Kondisi ini masih diperparah peristiwa yang lebih dulu terjadi yakni perang Suriah. Sebagian pemimpin kelompok ini semula tinggal di Suriah termasuk pemimpin tertinggi biro politiknya Khaled Meshal. Perang Suriah yang melibatkan aktor-aktor kuat kawasan, sebagian adalah pendukung Hamas, menjadikan kelompok ini kehilangan salah satu patron pentingnya.

Namun Hamas (akronim dari Harakah al-Muqawamah al-Filisthiniyyah/ Gerakan Perlawanan Palestina) yang secara literer berarti ”begitu gigih” memang mencerminkan namanya. Mereka memiliki mental baja untuk menghadapi situasi sangat sulit. Misalnya di tengah isolasi dari semua sisi, baik Israel, Mesir dan Tepi Barat, kelompok ini masih mampu memenuhi kebutuhan untuk membangun persenjataan melalui terowongan berjarak berkilokilometer di perbatasan Refah.

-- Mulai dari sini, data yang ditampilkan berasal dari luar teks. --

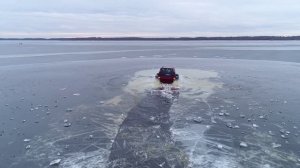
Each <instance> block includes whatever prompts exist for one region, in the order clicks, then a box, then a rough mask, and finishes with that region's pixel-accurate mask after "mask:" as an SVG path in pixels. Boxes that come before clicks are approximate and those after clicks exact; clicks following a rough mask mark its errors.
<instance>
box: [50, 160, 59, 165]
mask: <svg viewBox="0 0 300 168" xmlns="http://www.w3.org/2000/svg"><path fill="white" fill-rule="evenodd" d="M60 162H61V159H55V160H53V161H51V162H50V164H49V166H58V165H59V164H60Z"/></svg>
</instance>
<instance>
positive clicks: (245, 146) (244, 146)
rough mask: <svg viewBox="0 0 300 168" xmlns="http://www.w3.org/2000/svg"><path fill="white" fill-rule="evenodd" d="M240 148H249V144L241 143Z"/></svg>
mask: <svg viewBox="0 0 300 168" xmlns="http://www.w3.org/2000/svg"><path fill="white" fill-rule="evenodd" d="M240 147H243V148H247V147H248V144H247V143H246V142H241V143H240Z"/></svg>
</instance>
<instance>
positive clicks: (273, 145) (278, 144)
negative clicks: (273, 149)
mask: <svg viewBox="0 0 300 168" xmlns="http://www.w3.org/2000/svg"><path fill="white" fill-rule="evenodd" d="M272 147H273V148H279V147H281V144H277V143H274V142H273V143H272Z"/></svg>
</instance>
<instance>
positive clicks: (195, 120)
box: [193, 117, 203, 123]
mask: <svg viewBox="0 0 300 168" xmlns="http://www.w3.org/2000/svg"><path fill="white" fill-rule="evenodd" d="M193 121H194V122H196V123H201V122H202V121H203V119H202V117H197V118H194V119H193Z"/></svg>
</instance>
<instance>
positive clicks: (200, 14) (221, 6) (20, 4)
mask: <svg viewBox="0 0 300 168" xmlns="http://www.w3.org/2000/svg"><path fill="white" fill-rule="evenodd" d="M240 35H300V0H0V38H1V37H87V36H102V37H116V36H143V37H172V36H175V37H178V36H190V37H194V36H240Z"/></svg>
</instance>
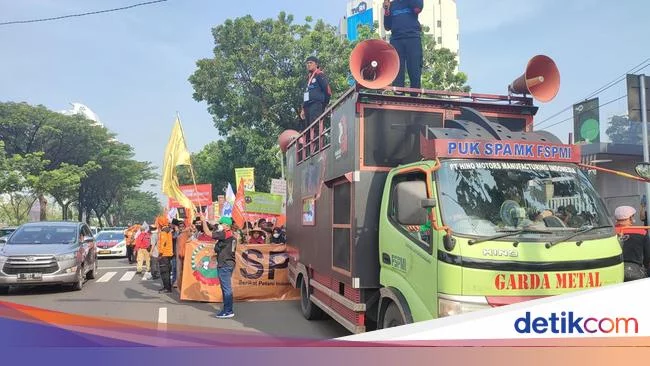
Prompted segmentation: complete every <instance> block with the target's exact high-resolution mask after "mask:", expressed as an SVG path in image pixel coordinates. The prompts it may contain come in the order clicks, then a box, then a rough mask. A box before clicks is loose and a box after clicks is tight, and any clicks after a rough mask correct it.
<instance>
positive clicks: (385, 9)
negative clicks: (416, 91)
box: [384, 0, 424, 89]
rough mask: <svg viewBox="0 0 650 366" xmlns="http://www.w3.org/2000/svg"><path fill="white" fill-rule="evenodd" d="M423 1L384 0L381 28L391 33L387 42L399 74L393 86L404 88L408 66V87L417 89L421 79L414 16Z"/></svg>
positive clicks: (419, 9) (414, 20) (419, 51)
mask: <svg viewBox="0 0 650 366" xmlns="http://www.w3.org/2000/svg"><path fill="white" fill-rule="evenodd" d="M423 6H424V1H423V0H393V1H390V0H384V28H385V29H386V30H387V31H390V32H391V35H390V44H391V45H393V47H395V50H397V54H398V55H399V61H400V66H399V73H398V74H397V78H395V82H393V86H397V87H404V77H405V73H406V69H408V73H409V80H410V81H411V88H414V89H419V88H420V87H421V84H420V82H421V79H422V64H423V59H422V57H423V55H422V36H421V33H422V26H421V25H420V21H419V20H418V15H420V13H421V12H422V7H423Z"/></svg>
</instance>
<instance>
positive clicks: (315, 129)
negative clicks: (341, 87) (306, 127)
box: [295, 88, 355, 164]
mask: <svg viewBox="0 0 650 366" xmlns="http://www.w3.org/2000/svg"><path fill="white" fill-rule="evenodd" d="M354 91H355V89H354V88H350V89H348V90H347V91H346V92H345V93H343V95H342V96H341V97H339V99H337V100H336V101H335V102H334V103H331V104H330V106H329V107H327V108H326V109H325V111H324V112H323V114H321V115H320V116H319V117H318V118H317V119H316V120H315V121H314V122H313V123H312V124H311V125H309V126H308V127H307V128H306V129H305V130H304V131H302V133H300V135H299V137H298V138H297V139H296V140H295V141H296V144H297V145H296V154H297V157H296V164H300V163H301V162H303V161H305V160H307V159H309V158H310V157H311V156H314V155H316V154H318V153H319V152H321V151H323V150H325V149H326V148H328V147H329V146H330V143H331V130H332V110H333V109H334V108H336V107H337V106H338V105H339V104H341V102H342V101H343V100H345V99H346V98H348V97H349V96H350V95H352V94H353V93H354Z"/></svg>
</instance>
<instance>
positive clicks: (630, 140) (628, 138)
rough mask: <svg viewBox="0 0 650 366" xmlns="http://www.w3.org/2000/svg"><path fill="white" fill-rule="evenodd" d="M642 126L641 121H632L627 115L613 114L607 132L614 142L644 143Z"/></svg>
mask: <svg viewBox="0 0 650 366" xmlns="http://www.w3.org/2000/svg"><path fill="white" fill-rule="evenodd" d="M642 127H643V125H641V123H638V122H630V120H629V119H628V118H627V117H625V116H612V117H611V118H610V119H609V126H608V127H607V130H606V131H605V132H606V133H607V136H609V139H610V140H611V141H612V142H613V143H617V144H632V145H642V144H643V135H642Z"/></svg>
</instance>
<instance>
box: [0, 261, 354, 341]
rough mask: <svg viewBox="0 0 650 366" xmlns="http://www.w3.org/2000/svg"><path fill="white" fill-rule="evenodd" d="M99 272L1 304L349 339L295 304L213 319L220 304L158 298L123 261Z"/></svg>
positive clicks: (151, 283)
mask: <svg viewBox="0 0 650 366" xmlns="http://www.w3.org/2000/svg"><path fill="white" fill-rule="evenodd" d="M99 266H100V267H99V274H98V275H97V277H96V279H94V280H90V281H87V282H86V283H85V285H84V288H83V290H81V291H72V290H70V289H68V288H67V287H62V286H47V287H28V288H12V289H11V291H10V292H9V294H8V295H0V301H6V302H13V303H19V304H24V305H29V306H34V307H38V308H44V309H48V310H55V311H61V312H66V313H72V314H82V315H90V316H101V317H109V318H119V319H133V320H139V321H150V322H158V323H165V324H183V325H195V326H203V327H205V326H207V327H210V326H214V327H215V328H217V327H218V328H222V329H223V328H227V329H238V330H253V331H257V332H262V333H265V334H269V335H274V336H285V337H300V338H310V339H331V338H336V337H342V336H346V335H350V333H349V332H348V331H347V330H346V329H345V328H343V327H342V326H340V325H339V324H338V323H336V322H335V321H333V320H332V319H327V320H321V321H308V320H306V319H305V318H303V316H302V313H301V312H300V303H299V302H298V301H276V302H242V303H235V314H236V316H235V318H233V319H216V318H214V317H213V315H214V314H215V313H216V311H217V310H218V309H219V307H220V305H221V304H209V303H196V302H186V301H180V299H179V294H178V292H177V291H174V293H172V294H159V293H158V290H159V289H160V287H161V283H160V280H143V279H142V276H140V275H138V274H136V268H135V265H129V264H128V262H127V261H126V259H112V258H107V259H102V258H100V259H99Z"/></svg>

Keunggulan kelompok ini juga berkat soliditas internalnya. Berbeda dari kelompok ektremis seperti Daisy (NIIS di Irak dan Suriah), kelompok ini sejak terbentuk sekitar 35 tahun lalu tak mengalami perpecahan besar. Ideologi mereka kental tak hanya di kalangan pengikut tapi juga di kalangan para pemimpinnya.

Yang tak kalah penting, dalam kesadaran kelompok Hamas, mereka selalu dalam situasi perang dengan Israel kendati tak ada kontak senjata. Mereka selalu mempersiapkan bakal terjadinya perang besar melawan Israel. Dan inilah mengapa, pemimpin Hamas sejak awal menyatakan kesiapan mereka bertarung dalam waktu lama.

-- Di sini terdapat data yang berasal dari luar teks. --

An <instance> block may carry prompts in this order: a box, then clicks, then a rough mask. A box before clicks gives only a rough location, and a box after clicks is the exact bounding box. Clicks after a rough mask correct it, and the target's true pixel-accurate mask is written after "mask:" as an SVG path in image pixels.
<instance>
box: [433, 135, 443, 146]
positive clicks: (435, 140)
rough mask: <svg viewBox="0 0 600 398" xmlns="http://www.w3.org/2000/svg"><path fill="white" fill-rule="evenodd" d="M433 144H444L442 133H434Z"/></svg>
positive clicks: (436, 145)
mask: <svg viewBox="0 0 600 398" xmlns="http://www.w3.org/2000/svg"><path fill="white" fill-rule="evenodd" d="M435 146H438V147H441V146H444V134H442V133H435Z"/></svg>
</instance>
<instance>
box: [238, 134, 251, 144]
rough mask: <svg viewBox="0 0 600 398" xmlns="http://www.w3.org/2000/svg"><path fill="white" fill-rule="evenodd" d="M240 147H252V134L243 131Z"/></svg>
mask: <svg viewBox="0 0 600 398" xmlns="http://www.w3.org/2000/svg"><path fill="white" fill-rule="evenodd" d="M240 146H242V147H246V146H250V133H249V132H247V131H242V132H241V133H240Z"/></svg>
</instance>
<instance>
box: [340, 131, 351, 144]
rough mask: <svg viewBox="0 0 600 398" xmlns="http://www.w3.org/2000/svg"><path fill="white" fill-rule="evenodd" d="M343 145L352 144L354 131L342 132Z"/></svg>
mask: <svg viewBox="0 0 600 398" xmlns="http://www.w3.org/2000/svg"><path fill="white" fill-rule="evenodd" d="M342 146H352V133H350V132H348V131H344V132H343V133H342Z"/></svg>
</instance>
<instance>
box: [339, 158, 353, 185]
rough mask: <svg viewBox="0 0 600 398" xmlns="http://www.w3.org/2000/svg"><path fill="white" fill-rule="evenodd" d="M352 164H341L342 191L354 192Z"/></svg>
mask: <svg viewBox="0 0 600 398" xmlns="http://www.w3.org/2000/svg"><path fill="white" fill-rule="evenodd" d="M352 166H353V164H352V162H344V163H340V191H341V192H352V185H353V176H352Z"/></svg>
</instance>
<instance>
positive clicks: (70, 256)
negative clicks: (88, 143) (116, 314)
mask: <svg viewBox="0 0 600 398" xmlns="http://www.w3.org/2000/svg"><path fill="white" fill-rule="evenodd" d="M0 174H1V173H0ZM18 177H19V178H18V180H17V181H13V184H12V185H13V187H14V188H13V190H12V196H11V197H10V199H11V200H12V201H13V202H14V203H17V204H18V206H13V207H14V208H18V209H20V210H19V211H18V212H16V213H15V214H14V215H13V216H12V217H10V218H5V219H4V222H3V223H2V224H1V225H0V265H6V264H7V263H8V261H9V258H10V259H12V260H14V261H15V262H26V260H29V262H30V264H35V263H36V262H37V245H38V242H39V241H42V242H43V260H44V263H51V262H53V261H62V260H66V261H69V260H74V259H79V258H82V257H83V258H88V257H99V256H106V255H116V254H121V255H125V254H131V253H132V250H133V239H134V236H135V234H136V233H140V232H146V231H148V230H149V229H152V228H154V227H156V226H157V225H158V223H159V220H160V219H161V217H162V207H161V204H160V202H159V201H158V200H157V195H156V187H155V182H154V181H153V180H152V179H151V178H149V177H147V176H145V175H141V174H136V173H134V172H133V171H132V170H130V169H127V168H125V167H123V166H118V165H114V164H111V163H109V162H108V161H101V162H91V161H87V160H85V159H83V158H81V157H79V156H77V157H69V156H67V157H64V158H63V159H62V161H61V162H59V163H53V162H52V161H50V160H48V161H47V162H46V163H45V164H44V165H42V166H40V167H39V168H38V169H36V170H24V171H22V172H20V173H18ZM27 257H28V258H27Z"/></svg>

Kapasitas militer Hamas pun menguat secara drastis berkat bantuan setahun pemerintahan Mursi di Mesir. Entah berapa besar logistik persenjataan mereka diisi selama setahun oleh Mesir. Yang pasti, perkembangan persenjataan Hamas selama perang ini, banyak mengejutkan Israel. Dukungan pemerintah Mursi terhadap mereka sangatlah besar sampai-sampai rakyat Mesir iri terhadap Hamas dan menuduh Mursi lebih mementingkan Hamas daripada rakyatnya.

Kekuatan lain dari kelompok ini adalah status sebagai kelompok perlawanan. Status melawan Israel jadi daya tarik luar biasa bagi kekuatankekuatan di Timur Tengah untuk membantu mereka. Mesir (baca: rezim, bukan rakyatnya) barangkali justru membantu Israel dalam upaya melibas Hamas saat ini, tapi kekuatan lain seperti Iran, Hizbullah, bahkan Assad diyakini membantu kelompok ini di lapangan.

Qatar dan Turki, dua negara sangat berpengaruh, juga merupakan pembela setia mereka secara politik dan finansial. Hamas sepertinya mampu bertahan kendati mengalami pelemahan pascaperang yang menelan korban kemanusiaan begitu besar.